Even though high-profile players as these have tested positive, this is being treated as a non-issue. The unrivaled popularity of the NFL for sports fans in the United States is the main reason why players like Merriman are given a pass and athletes in other sports face harsh public scrutiny. NFL players must be held to the same level of accountability as all other athletes and be put into the same category as all others who break the rules.
Merriman tested positive for Nandrolone, an anabolic steroid. He claims the substance was in a contaminated supplement that he had been taking for years. Merriman has now dropped his appeal of the suspension that he will begin serving this week.
This story is hardly believable, since the league only suspends players after their second failed test. The first failure is kept confidential, and the player secretly enters a substance-abuse program. The league gives all players a hotline number and a Web site they can go to check all supplements for banned ingredients. The NFL’s substance-abuse policy and list of banned substances are online through the NFL Player’s association at www.nflpa.org. The NFL also has a partnership with the National Science Foundation to test players’ over-the-counter supplements for banned substances at www.nsf.org. Like most athletes who test positive, Merriman denies any wrongdoing and blames the testing process itself.
Merriman will serve his suspension, and the whole thing will probably be forgotten.
Athletes in other sports who are surrounded by steroid speculation are not as fortunate. Barry Bonds, Jason Giambi, Marion Jones and Floyd Landis are all athletes that have either tested positive or are suspected of steroid use.
Bonds, Jones and Giambi were all implicated in a federal investigation into the Bay Area Laboratory as steroid users. Bonds and Giambi both admitted to using BALCO steroids during grand jury testimony, according to San Francisco Chronicle report.
Jones failed to show up for a random drug test and has now been banned from international competition for four years. Landis had an irregular testosterone level during one stage of the 2006 Tour de France. All of them must deal with fans and sportswriters across the country demanding their records be removed and eligibility taken away.
There has been no public outcry to have Merriman’s records and awards taken, and most fans only want to know when he is coming back.
Bonds, Jones and Landis are all cases of particular interest. Bonds is quickly approaching Major League Baseball’s all-time home run record. Floyd Landis won one of the most popular bicycle races in the world. Marion Jones, once America’s sweetheart, won multiple gold medals at the 2000 summer Olympics in Sydney, Australia. One reason for such harsh public reaction may be that theses athletes threaten to take the place of some of the most heralded names in sports history. Merriman has been in the league less than two seasons, and perhaps, as his statistics pile up, so will criticism of his actions.
According to the Nielsen Ratings, 17.33 million people watched “Sunday Night Football” on CBS, while 16.28 million watched the series-clinching game five of the World Series. “Sunday Night Football” is just another game in the NFL season, but the World Series is the pinnacle of the Major League Baseball season. The NFL truly is America’s pastime, and other sports do not even come close in popularity.

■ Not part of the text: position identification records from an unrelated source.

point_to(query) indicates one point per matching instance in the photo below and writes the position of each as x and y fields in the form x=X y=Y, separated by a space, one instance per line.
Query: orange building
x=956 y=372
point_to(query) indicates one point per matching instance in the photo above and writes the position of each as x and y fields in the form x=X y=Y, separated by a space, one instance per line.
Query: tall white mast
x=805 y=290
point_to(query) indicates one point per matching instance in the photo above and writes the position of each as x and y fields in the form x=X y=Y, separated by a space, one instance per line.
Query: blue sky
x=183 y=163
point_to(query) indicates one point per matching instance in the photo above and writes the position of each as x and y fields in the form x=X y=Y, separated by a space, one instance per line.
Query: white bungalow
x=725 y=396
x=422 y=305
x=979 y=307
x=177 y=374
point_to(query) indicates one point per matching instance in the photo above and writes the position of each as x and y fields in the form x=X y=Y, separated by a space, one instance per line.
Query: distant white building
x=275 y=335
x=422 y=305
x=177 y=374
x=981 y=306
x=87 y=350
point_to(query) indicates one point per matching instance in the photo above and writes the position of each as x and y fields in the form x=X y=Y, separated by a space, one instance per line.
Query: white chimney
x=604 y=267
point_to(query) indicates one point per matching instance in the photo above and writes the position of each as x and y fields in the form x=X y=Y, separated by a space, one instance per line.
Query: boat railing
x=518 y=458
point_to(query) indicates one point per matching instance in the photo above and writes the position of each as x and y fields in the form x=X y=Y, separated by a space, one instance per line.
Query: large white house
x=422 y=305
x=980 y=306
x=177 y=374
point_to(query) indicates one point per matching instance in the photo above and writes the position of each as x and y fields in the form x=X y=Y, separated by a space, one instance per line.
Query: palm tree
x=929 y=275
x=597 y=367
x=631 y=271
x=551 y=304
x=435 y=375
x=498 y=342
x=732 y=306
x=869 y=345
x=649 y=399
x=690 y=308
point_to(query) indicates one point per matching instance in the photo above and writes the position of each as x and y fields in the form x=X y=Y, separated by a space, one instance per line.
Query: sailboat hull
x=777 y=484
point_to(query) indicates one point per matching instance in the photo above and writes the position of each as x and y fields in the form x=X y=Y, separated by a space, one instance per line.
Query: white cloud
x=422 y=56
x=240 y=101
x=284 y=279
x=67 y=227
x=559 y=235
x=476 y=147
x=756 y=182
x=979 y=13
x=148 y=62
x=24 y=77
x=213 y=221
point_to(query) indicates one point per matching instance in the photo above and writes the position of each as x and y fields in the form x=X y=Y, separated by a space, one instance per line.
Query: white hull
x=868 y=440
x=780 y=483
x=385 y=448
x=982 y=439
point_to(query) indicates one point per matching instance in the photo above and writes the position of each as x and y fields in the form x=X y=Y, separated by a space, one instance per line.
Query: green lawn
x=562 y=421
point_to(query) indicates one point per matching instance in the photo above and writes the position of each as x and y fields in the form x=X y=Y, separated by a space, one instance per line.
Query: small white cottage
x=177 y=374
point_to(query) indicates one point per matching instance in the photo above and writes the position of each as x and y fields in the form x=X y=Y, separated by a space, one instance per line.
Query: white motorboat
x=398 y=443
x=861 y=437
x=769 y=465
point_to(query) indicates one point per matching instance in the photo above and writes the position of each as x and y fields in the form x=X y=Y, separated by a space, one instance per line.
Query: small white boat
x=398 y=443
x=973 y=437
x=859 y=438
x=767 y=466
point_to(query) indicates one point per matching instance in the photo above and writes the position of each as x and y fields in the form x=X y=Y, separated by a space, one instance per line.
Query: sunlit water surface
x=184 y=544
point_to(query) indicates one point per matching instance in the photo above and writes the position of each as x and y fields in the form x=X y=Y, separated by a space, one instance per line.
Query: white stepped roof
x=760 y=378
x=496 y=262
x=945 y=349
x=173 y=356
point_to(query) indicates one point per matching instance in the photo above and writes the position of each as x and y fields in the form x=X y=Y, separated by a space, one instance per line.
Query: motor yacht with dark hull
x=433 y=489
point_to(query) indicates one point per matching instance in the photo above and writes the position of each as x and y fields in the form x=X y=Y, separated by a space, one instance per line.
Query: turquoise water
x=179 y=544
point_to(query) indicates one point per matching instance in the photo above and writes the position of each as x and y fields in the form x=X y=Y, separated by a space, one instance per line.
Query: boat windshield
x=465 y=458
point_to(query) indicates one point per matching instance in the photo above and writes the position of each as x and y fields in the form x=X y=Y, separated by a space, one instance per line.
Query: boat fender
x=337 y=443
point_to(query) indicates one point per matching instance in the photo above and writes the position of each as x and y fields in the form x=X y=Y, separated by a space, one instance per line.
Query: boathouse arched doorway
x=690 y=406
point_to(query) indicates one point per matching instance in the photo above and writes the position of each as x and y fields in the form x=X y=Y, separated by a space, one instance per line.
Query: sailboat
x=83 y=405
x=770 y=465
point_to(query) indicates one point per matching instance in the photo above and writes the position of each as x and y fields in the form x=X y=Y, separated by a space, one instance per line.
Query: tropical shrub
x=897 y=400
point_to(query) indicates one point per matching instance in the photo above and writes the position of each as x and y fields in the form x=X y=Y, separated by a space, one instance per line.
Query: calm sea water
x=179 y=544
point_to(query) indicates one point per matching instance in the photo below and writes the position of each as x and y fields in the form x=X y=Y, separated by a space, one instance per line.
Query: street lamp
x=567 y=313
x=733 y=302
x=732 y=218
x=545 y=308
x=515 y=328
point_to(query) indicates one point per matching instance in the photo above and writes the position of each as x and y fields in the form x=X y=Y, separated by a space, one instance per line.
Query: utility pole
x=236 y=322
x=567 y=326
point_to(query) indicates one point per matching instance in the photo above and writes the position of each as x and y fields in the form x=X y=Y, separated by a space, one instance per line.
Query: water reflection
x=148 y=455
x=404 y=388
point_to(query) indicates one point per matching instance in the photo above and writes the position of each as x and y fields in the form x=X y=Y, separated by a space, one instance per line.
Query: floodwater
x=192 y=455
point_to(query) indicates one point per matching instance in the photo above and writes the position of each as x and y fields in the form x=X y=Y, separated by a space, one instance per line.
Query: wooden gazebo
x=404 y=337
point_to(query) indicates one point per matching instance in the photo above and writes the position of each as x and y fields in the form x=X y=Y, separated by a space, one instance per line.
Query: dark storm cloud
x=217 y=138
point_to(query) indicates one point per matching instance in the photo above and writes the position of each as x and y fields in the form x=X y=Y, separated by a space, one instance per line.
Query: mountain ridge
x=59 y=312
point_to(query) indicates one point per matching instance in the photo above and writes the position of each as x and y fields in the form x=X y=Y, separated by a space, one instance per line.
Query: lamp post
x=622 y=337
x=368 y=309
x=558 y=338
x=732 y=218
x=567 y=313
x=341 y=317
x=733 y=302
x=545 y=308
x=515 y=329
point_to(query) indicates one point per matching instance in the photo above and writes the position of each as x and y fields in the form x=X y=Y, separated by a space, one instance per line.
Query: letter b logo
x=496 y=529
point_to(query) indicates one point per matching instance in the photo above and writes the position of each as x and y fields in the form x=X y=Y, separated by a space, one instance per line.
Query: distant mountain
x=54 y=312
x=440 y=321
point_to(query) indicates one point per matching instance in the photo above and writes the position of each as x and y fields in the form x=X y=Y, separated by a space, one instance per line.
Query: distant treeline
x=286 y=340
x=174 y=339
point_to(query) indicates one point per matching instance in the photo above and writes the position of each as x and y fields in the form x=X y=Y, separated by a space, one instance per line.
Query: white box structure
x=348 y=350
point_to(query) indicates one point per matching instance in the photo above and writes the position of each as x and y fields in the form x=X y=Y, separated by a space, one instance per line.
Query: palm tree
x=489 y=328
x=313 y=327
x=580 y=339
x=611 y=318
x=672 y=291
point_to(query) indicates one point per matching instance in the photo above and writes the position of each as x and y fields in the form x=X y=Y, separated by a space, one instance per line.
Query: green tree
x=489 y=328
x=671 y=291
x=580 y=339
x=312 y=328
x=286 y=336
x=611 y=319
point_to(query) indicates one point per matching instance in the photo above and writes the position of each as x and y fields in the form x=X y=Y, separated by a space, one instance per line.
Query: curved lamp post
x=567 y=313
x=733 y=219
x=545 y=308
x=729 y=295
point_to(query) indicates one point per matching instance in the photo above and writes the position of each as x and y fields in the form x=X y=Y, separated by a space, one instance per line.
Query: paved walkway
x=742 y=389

The NFL has television deals that dwarf all other sports and generate more advertising revenue in one week than many sports do all year. ESPN and Fox combined spend less than $1 billion in a year to televise multiple MLB games every week through the long baseball season. ESPN alone spends $4 billion a year to essentially televise one football game per week, or 20 per year.

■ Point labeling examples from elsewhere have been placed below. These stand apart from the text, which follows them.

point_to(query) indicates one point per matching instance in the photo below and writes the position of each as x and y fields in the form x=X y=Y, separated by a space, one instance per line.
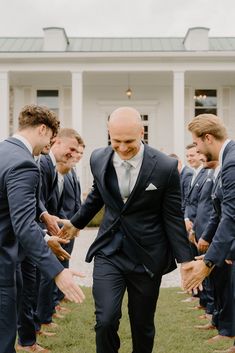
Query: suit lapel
x=148 y=164
x=106 y=174
x=17 y=142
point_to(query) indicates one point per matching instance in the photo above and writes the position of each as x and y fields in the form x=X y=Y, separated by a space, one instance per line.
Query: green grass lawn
x=174 y=322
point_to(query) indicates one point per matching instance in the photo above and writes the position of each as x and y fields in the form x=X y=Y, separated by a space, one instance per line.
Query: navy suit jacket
x=193 y=196
x=205 y=206
x=49 y=193
x=71 y=196
x=225 y=233
x=151 y=221
x=217 y=198
x=19 y=184
x=185 y=180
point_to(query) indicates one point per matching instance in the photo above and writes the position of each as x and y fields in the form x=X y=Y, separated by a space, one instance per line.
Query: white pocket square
x=151 y=187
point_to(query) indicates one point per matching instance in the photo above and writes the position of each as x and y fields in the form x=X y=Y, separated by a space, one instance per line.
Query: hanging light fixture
x=128 y=91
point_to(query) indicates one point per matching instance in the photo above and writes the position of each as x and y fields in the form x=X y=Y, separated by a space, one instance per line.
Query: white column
x=178 y=114
x=77 y=102
x=77 y=106
x=4 y=105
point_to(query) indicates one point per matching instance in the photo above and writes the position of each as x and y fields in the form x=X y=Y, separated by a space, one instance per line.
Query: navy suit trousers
x=112 y=276
x=26 y=326
x=8 y=319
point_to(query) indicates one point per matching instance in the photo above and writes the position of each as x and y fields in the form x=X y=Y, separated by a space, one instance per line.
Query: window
x=49 y=98
x=205 y=101
x=145 y=120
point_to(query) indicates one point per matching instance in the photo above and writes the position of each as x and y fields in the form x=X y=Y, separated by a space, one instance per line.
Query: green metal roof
x=86 y=45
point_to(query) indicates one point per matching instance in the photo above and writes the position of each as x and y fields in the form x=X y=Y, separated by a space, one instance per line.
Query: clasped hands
x=57 y=238
x=64 y=279
x=193 y=273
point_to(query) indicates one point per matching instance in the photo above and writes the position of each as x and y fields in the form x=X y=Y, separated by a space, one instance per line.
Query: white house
x=84 y=79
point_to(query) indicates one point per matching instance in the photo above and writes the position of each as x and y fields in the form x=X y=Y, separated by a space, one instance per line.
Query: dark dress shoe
x=208 y=326
x=229 y=350
x=218 y=338
x=34 y=348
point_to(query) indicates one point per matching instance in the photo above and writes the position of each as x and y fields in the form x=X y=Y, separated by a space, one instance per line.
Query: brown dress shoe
x=208 y=326
x=189 y=300
x=218 y=338
x=229 y=350
x=34 y=348
x=50 y=325
x=46 y=333
x=62 y=309
x=57 y=316
x=205 y=316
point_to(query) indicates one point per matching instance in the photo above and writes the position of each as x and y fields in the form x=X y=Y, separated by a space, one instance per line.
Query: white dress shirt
x=135 y=162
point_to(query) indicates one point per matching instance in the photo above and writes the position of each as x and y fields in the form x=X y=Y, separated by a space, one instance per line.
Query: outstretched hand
x=54 y=244
x=193 y=273
x=65 y=282
x=68 y=231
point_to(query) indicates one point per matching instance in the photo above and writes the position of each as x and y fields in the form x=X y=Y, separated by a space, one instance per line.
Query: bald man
x=141 y=235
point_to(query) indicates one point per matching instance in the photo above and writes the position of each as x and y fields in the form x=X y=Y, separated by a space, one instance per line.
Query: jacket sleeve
x=174 y=221
x=89 y=208
x=22 y=184
x=225 y=233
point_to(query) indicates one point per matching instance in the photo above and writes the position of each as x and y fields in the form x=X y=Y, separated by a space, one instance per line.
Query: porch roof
x=113 y=45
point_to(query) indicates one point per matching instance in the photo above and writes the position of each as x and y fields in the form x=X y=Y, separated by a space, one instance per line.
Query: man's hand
x=188 y=225
x=54 y=244
x=203 y=245
x=192 y=237
x=51 y=223
x=68 y=231
x=65 y=282
x=194 y=273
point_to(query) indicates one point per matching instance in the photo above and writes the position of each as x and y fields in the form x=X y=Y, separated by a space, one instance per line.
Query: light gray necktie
x=60 y=184
x=125 y=180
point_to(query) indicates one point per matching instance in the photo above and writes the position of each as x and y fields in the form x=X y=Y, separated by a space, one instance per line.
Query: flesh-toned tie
x=125 y=180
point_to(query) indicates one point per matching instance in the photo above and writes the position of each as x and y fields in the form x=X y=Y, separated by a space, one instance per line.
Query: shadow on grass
x=175 y=332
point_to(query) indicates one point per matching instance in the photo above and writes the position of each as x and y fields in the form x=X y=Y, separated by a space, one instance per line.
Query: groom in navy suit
x=19 y=188
x=141 y=235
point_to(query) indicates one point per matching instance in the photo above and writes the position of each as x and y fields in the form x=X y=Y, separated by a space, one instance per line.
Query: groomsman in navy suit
x=210 y=136
x=64 y=149
x=194 y=192
x=19 y=185
x=141 y=234
x=186 y=174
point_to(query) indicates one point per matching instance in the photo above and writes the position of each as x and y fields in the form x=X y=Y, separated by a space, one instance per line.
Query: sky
x=116 y=18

The craze over football is part of what will cloud fans’ judgment when they make a call in the case of Merriman. The bottom line is not whether he knowingly took the substance, but that he is guilty of violating the league’s substance-abuse policy.
There is – of course – the possibility that the test was flawed, and Merriman should not be held responsible. Many cannot imagine why a 22-year-old athlete, with money on the table and his whole career in front of him, would take such a risk. Successful athletes should be aware of everything they put in their bodies.
Perhaps Merriman is smart enough to know not to jeopardize his career and livelihood for a competitive advantage. The fact that he has already tested positive twice says he isn’t.